Grâce aux thématiques abordées dans The Empress Ki, on peut réfléchir au sens du pouvoir et la réalité de son contenu à l’épreuve des convoitises et trahisons des courtisans, au rôle des femmes à travers plusieurs portraits de femme esclave, combattante obligée de se déguiser pour échapper à son sort jusqu’à la servante du palais, en passant par la reine douairière, les épouses ou les concubines si décisives dans les stratégies politiques. La série condense tous les ingrédients d’un sageuk : trahisons, complots, avidité, quête du trône, vengeance, combats personnels, entre factions ou entre peuples…

Et il y a aussi la plupart des éléments plus psychologiques comme l’appréhension de la profonde solitude du pouvoir qui parcourt quasiment 99% des sageuk avec plus ou moins de dramaturgie ou sur la quête du bonheur quand on ne s’appartient pas. Point très essentiel : l’ambivalence des sentiments de Seung Nyang / Consort et Empress Ki laisse toujours le spectateur dans le doute sur ce qu’éprouve réellement cette femme pour l’empereur et le roi de Goryeo, avant, pendant la conquête du pouvoir et une fois qu’il semble acquis et qu’elle doit lutter pour le conserver, oubliant souvent les valeurs et la morale qui l’avaient animée lors de sa construction en tant qu’adulte, certes forte et déterminée, mais capable de compassion et de bienveillance. J’ai eu envie de mieux cerner tous les codes culturels, les normes et stéréotypes, les sentiments et valeurs cultivés par les héros et personnages secondaires non moins instructifs. On ne s’interroge pas assez sur la réception que l’on fait de l’oeuvre après l’avoir vue et avoir digéré tout ce qu’elle a appris ou provoqué en nous-même. Or, tous ces éléments quand ils sont bien dosés génèrent une expérience aussi puissante chez le téléspectateur. Une expérience qui dépasse largement les émotions de joie, de peine, de tourment, ou de doute ou de peur, inspirées par l’histoire et le destin des personnages auxquels on s’attache ou qui inspirent la plus profonde antipathie, tout en étant aussi les plus enrichissants pour donner à l’oeuvre toute sa dimension romanesque. Avec The Empress Ki on est littéralement embarqué dans un flot d’émotions et on n’en sort pas indemne et c’est la force des grandes séries. On s’en souvient toujours, même si une série nous semble meilleure ou touche à quelque chose de plus intime dans lequel on se projette ou se reconnaît à titre personnel.
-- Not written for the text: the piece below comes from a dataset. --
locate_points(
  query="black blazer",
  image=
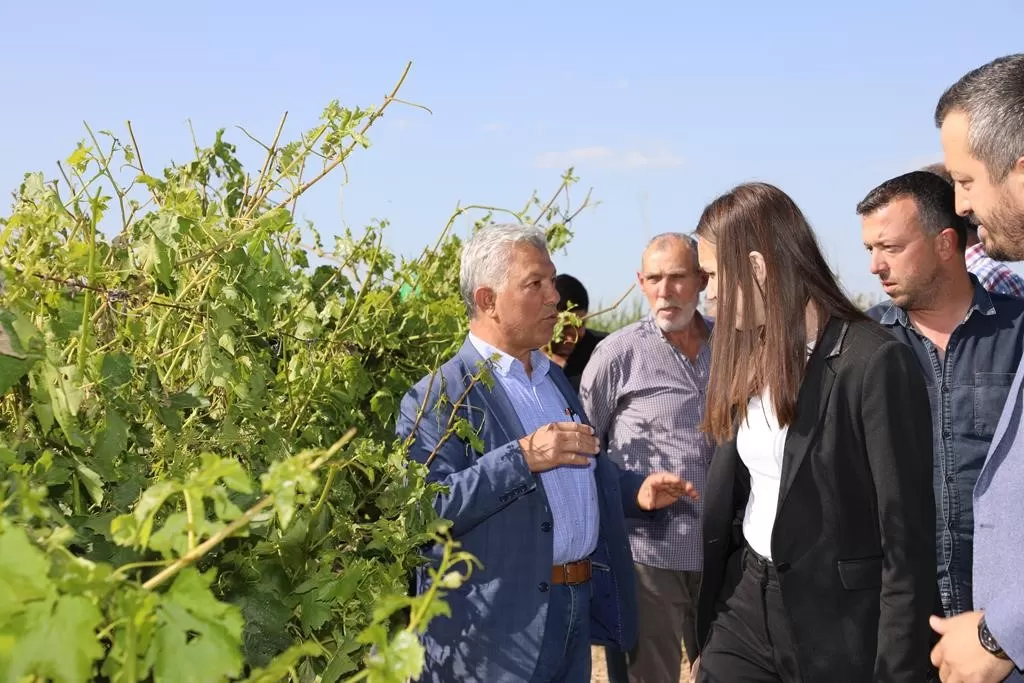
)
(854, 537)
En terme de sageuk, j’apprécie néanmoins davantage le réalisme de The Red Sleeve plutôt que l’approche très prévisible des personnages dans The Empress Ki et ce n’est pas lié qu’à leur théâtralité un peu lassante à un moment. L’empereur est sûrement le personnage qui se sauve le mieux du lot et dont l’évolution s’avère la plus stimulante, car l’évolution de Ki, surtout quand elle conquiert le pouvoir en tant que concubine, ne m’a pas touchée. De même que la série perd beaucoup de son attractivité et devient de plus en plus convenue, après la chute du vrai méchant de l’histoire et de tous les membres de sa famille.

The Empress Ki est une oeuvre archétypale : elle condense tout ce qui fait un sageuk et même la distorision historique n’est pas dérangeante, puisqu’elle stimule la curiosité de savoir ce qui est vrai ou faux.